After so much time, I’m crying again. But this time, it’s not even close to crying as in other times for me, my hurt, my missing….I’m crying entirely because I’m sorry for someone else, I’m sorry that with all my efforts I can’t get the message across and I know that there are things coming over, totally deserved for its character and attitude otherwise, but still avoidable if only ….I’m crying, I’m sad and I feel weak again because I even care to avoid things that will happen to a person that couldn’t care less about me and showed it to me too many times and keeps on showing it, even these days…I’m sorry for this person and for all the things that will come back soon to this person…but God’s my witness, I’ve done all that I could with really the best of heart, despite all the hurt.
I must remember two sayings that I know… “Tears shed for another person are not a sign of weakness.

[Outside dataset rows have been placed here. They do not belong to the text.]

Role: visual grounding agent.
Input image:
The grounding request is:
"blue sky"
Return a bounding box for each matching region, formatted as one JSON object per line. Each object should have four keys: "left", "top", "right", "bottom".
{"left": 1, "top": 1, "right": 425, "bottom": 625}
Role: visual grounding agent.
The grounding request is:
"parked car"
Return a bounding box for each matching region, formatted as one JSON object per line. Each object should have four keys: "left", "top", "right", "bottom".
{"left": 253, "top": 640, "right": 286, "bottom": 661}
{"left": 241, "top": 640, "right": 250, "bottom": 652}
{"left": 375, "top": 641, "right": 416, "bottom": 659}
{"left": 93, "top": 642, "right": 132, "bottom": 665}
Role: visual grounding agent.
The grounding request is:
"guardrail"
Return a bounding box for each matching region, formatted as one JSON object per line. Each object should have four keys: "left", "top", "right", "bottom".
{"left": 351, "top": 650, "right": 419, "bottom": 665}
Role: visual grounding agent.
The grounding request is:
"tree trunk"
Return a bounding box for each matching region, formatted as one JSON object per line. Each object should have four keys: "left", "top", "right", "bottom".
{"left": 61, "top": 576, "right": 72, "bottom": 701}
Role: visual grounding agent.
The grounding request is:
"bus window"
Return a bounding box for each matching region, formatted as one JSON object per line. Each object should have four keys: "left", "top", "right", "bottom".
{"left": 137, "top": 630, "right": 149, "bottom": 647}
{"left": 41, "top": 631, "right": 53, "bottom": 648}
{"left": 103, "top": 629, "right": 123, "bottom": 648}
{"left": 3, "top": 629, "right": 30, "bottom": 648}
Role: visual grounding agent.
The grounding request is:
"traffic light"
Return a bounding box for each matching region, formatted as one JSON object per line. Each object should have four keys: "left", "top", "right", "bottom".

They are a sign of a pure heart.” and “A pure heart does not demean the spirit of an individual, it, instead, compels the individual to examine his spirit.” …. Since anyway I’m doing what these sayings are saying…I hope at least my heart is as pure as its said….although in this moment I can’t understand the use of having it if all I get is hurt…maybe I will one day …or maybe I did already, when I wrote in another post related to this story that “It is only with the heart that one can see rightly; what is essential is invisible to the eye.” ... Time will tell.